Cela m’amène à l’hypothèse selon laquelle il ne faut pas soumettre les sentinelles au critère de la vraie ou fausse alerte ; sinon, on ne s’en sort jamais. Les travaux de Chateauraynaud et Torny ont montré que le lanceur d’alerte est en permanence dans cette question de la vraie ou de la fausse alerte. Ce fut par exemple le cas avec le docteur Li Wenliang, lanceur d’alerte, à qui l’on reproche d’avoir diffusé de fausses nouvelles. Le critère de la sentinelle, c’est plutôt sa réactivité. C’est le fait qu’elle se porte très rapidement sur la première ligne de front et c’est aussi ce que j’appelle la beauté du signal. La sentinelle doit envoyer un signal clair et coûteux de façon à susciter une réaction rapide chez tous ceux qui l’observent. Pour analyser la situation actuelle, il faut comprendre qu’il existe une concurrence entre sentinelles. Nous aimerions que le monde de l’après-pandémie soit un monde de solidarité, mais il s’agit en réalité d’un monde de concurrence acharnée.
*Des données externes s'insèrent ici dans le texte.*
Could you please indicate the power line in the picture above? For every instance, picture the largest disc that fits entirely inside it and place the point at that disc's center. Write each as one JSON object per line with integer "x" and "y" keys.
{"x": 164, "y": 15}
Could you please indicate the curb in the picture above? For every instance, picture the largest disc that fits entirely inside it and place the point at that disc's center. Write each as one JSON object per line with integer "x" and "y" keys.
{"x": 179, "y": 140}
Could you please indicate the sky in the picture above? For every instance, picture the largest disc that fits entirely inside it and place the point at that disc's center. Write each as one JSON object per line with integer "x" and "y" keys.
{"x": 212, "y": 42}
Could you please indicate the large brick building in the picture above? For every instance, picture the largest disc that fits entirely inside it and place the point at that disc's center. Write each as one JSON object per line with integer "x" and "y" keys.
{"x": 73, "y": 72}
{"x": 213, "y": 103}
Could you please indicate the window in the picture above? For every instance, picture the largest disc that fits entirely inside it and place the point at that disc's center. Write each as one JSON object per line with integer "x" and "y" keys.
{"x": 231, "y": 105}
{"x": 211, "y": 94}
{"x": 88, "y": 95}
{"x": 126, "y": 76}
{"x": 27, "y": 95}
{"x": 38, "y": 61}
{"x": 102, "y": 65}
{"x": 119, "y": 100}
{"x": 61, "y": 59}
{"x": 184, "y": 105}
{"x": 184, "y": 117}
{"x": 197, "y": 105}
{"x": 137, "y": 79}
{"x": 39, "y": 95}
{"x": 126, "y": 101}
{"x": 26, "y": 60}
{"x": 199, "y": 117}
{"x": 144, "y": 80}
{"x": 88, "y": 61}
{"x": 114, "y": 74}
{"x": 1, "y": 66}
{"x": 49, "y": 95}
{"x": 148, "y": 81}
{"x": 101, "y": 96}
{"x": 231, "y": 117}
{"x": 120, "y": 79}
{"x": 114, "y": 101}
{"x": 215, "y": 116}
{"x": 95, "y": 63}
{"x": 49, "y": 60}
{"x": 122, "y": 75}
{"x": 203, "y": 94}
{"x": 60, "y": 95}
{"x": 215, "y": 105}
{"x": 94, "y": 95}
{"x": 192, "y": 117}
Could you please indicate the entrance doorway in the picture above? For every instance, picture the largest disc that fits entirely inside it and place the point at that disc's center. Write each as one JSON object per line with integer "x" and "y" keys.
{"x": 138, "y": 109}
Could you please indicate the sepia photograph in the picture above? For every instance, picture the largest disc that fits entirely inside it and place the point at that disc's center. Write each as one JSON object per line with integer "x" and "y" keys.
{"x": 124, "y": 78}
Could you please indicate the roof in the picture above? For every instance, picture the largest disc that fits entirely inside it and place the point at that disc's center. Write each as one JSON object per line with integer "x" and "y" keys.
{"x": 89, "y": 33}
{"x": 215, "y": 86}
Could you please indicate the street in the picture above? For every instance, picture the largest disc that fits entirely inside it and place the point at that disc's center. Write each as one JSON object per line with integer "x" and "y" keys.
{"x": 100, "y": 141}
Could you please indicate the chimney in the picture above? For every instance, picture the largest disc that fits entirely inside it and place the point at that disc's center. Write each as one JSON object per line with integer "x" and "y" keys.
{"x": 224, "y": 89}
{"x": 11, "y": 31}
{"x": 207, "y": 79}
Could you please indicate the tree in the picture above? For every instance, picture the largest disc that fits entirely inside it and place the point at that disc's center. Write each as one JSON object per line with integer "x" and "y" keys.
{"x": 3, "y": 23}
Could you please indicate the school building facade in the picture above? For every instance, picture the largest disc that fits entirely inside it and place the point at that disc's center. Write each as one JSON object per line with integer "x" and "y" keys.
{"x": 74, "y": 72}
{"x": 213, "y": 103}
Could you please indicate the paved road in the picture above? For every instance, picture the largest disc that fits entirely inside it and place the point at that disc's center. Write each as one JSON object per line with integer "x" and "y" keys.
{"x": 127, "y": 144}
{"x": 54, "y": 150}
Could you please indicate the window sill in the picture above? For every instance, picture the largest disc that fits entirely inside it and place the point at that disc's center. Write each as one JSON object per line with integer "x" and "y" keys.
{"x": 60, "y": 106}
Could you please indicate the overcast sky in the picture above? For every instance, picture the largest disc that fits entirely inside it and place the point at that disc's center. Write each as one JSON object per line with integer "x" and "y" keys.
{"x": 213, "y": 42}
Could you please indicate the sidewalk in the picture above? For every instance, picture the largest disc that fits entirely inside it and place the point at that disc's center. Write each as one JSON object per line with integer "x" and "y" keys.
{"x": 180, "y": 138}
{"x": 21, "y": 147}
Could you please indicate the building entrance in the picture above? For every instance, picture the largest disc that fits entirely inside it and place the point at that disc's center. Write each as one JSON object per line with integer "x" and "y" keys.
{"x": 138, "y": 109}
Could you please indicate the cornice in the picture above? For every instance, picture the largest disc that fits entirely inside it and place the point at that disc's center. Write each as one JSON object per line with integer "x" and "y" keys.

Les sentinelles prennent aussi part à des luttes de pouvoir économique et symbolique. Hong Kong était la sentinelle des maladies respiratoires depuis 1997 ; c’est ce qui lui donnait son pouvoir économique. Or, depuis cinq ou six ans, elle perd de ce pouvoir du fait de l’emprise de Pékin. Par exemple, la réduction de 25 % du budget des facultés de médecine à Hong Kong après les manifestations de 2019 a empêché Hong Kong de jouer le rôle de sentinelle dans cette pandémie de coronavirus, rôle qu’ont plutôt joué Singapour, la Corée du Sud et Taïwan. C’est donc aussi une situation concurrentielle. Mais il faut garder espoir : ce qui définit un signal d’alerte, ce n’est pas seulement sa réactivité, ce qui l’inscrit dans la logique néolibérale, mais bien sa beauté, ce qui l’inscrit plutôt dans une logique socialiste de l’effervescence collective.